Before creating the .h5 files, the dataset must be prepared. Users need to import grid files containing the data into a Geoscience ANALYST workspace.

Then, the dataset can be created from a Python console. Users have to import the Python function prepare_dataset from the geo_unsup_mapper/utils/prepare_images_training module. Run the function as shown in the following code snippet.

from geo_unsup_mapper.utils.prepare_images_training import prepare_dataset

prepare_dataset(
    workspace="path/to/GA/Workspace.geoh5",  # path to the GA workspace containing the data
    grid_names_data=[  # list of tuples containing the Grid2D/data pairs
        ("ontario_mag_200m_res", "mag_res"),
        ("ontario_grav_2km_bou", "grav_bouguer"),
        ("ontario_dem", "dem"),
        ("ontario_em", "em"),
        ("ontario_rad_250m_Th", "rad_th")
    ],
    tile=256,  # size of the square tiles to generate
    path="path/to/saved/dataset.h5",  # path to save the dataset
    name="my_dataset"  # name to give to the dataset
)

The prepare_dataset function will create a .h5 file containing the dataset.

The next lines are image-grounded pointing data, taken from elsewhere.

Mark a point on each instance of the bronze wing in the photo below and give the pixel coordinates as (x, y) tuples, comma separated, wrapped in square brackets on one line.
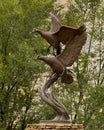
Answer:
[(56, 23), (72, 49), (65, 33)]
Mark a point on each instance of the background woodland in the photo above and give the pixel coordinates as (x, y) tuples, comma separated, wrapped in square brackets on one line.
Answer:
[(21, 75)]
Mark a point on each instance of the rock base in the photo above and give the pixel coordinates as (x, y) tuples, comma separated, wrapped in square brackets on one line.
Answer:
[(54, 126)]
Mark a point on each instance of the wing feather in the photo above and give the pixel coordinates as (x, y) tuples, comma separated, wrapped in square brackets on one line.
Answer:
[(65, 33), (72, 49), (56, 23)]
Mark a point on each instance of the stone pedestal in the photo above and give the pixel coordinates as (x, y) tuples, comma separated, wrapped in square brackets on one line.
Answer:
[(54, 126)]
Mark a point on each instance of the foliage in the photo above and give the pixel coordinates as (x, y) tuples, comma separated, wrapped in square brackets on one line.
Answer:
[(19, 70)]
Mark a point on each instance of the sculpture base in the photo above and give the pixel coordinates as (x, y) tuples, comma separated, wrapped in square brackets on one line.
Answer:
[(54, 126)]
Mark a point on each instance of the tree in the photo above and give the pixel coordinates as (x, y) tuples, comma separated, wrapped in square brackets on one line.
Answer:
[(18, 69)]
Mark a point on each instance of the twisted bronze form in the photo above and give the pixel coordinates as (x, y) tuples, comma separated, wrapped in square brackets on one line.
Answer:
[(51, 100)]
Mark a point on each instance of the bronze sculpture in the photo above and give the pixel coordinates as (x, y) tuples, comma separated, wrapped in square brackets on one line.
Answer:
[(74, 39)]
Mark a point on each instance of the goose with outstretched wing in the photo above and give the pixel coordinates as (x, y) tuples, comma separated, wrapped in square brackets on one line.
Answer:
[(68, 56)]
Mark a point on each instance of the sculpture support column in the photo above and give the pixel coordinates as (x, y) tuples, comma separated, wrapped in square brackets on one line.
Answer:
[(51, 100)]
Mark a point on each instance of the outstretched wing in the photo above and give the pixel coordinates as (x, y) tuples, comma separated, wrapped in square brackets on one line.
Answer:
[(56, 23), (72, 49), (67, 33)]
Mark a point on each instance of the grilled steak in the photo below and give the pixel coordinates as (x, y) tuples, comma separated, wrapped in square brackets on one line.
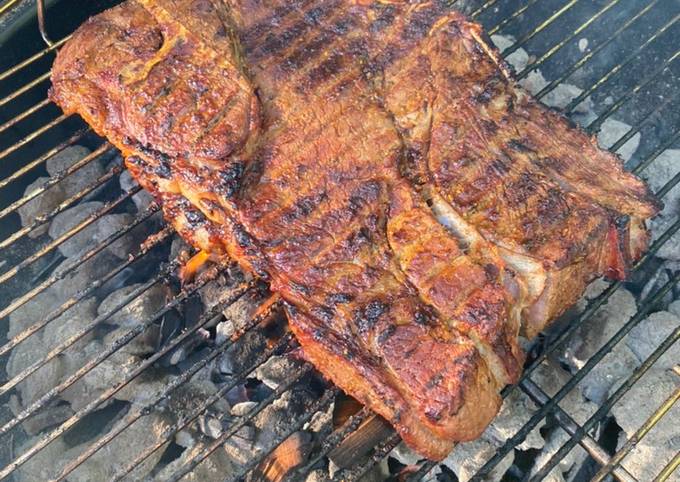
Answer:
[(379, 167)]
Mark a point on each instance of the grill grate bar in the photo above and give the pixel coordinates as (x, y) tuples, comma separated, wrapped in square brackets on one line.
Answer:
[(637, 436), (137, 411), (628, 60), (82, 294), (33, 135), (10, 273), (571, 427), (25, 88), (27, 167), (180, 424), (620, 142), (638, 127), (280, 390), (480, 9), (512, 16), (611, 401), (21, 376), (42, 219), (55, 179), (586, 58), (599, 300), (33, 58), (655, 76), (328, 396), (647, 305), (546, 23), (116, 345), (18, 302), (668, 470), (334, 439), (557, 47), (18, 118)]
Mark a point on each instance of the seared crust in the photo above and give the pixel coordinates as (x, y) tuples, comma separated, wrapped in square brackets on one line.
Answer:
[(304, 179), (515, 172)]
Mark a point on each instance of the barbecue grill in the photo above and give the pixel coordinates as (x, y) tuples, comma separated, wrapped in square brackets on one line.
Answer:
[(130, 357)]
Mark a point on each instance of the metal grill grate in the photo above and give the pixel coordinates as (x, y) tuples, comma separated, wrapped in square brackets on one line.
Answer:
[(33, 131)]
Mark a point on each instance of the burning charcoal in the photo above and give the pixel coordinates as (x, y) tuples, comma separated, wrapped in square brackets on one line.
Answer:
[(32, 312), (318, 475), (467, 458), (210, 426), (237, 315), (659, 446), (188, 348), (50, 416), (554, 440), (142, 199), (275, 370), (216, 466), (321, 423), (611, 131), (79, 243), (42, 204), (81, 178), (291, 453), (645, 337), (657, 174), (178, 247)]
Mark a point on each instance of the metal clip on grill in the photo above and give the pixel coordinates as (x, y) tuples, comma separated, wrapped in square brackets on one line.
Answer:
[(27, 272)]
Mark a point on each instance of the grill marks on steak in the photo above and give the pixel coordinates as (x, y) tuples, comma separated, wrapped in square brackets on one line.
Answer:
[(305, 185), (560, 210)]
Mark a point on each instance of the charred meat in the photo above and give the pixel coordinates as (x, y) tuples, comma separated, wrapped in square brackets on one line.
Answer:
[(376, 163)]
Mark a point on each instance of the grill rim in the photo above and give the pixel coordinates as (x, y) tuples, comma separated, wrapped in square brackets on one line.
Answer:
[(525, 383)]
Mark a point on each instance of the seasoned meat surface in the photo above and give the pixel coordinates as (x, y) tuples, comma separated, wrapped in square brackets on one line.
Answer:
[(379, 167)]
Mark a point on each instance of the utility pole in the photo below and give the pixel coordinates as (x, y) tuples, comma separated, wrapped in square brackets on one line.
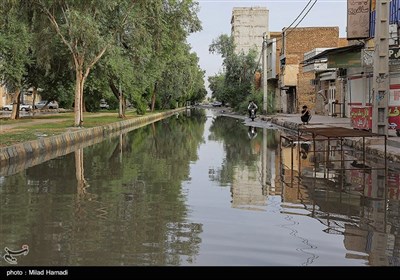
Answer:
[(381, 84), (265, 73)]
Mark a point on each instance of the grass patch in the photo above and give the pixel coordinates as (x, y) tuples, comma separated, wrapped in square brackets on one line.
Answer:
[(33, 128)]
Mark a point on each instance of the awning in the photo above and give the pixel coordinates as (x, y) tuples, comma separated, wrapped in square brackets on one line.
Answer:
[(334, 51)]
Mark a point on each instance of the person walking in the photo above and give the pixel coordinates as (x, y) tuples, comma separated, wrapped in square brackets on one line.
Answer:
[(305, 115), (251, 106)]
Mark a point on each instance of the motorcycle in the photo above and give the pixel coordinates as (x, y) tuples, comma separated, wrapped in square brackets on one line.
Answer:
[(252, 132), (252, 114)]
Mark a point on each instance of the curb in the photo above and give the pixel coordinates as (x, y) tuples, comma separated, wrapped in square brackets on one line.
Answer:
[(23, 155)]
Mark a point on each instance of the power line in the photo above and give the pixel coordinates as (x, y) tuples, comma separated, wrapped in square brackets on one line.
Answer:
[(288, 28)]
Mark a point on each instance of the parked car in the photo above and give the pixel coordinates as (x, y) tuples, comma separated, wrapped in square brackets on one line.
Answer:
[(104, 105), (216, 104), (22, 107), (51, 105)]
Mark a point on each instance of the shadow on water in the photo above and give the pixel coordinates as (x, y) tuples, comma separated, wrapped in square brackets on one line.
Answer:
[(350, 198)]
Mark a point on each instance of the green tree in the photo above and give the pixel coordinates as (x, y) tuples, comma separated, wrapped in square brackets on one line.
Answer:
[(87, 29), (15, 40)]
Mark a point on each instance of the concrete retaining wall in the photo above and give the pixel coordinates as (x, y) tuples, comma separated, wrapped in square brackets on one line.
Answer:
[(18, 157)]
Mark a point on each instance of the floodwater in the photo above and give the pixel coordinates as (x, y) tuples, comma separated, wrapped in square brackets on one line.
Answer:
[(196, 189)]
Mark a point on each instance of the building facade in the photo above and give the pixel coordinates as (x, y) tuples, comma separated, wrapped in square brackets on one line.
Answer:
[(248, 26), (294, 84)]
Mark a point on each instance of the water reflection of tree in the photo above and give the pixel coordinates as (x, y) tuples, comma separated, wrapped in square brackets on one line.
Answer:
[(133, 213), (237, 145)]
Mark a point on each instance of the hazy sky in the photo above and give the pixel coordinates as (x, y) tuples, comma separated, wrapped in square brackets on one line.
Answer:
[(216, 20)]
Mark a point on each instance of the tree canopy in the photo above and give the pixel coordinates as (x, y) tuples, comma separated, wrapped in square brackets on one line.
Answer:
[(120, 50)]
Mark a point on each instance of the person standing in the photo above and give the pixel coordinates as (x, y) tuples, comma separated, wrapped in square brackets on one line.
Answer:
[(305, 115), (251, 106)]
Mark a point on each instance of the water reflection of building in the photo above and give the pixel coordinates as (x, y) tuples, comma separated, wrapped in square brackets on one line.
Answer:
[(359, 203), (247, 191)]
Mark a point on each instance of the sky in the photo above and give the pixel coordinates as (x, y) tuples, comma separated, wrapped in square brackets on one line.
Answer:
[(216, 20)]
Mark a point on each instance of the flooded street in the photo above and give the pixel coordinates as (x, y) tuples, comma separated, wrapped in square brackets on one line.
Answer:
[(192, 190)]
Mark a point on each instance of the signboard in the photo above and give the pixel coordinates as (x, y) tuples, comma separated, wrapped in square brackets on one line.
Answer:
[(358, 19), (344, 60), (361, 117)]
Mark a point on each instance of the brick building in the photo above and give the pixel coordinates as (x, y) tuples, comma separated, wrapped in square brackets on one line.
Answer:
[(294, 85)]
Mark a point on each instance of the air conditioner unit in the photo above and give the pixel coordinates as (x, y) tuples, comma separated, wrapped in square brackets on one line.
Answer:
[(342, 72)]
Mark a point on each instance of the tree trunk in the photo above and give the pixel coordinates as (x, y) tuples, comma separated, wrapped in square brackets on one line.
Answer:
[(15, 101), (153, 97), (78, 98)]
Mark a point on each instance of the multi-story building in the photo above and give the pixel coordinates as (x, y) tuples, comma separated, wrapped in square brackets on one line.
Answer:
[(248, 26), (294, 83)]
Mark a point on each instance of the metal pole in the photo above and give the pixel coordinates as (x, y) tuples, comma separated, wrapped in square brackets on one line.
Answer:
[(381, 83), (265, 73)]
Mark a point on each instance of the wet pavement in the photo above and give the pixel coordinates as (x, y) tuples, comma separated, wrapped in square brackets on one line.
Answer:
[(293, 122)]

It will find every coordinate in the images where tiles of a specified shape can be extracted without containing no-data values. The function will find all possible tiles for every data associated with the Grid2D objects. The function saves the images and the valid coordinates in a .h5 file at the specified location.

Training and Validation Datasets

To train a model, users must create both a training and a validation dataset. It is recommended to use data from different datasets, different geological contexts, and slightly different resolutions to ensure the generalization capabilities of the model.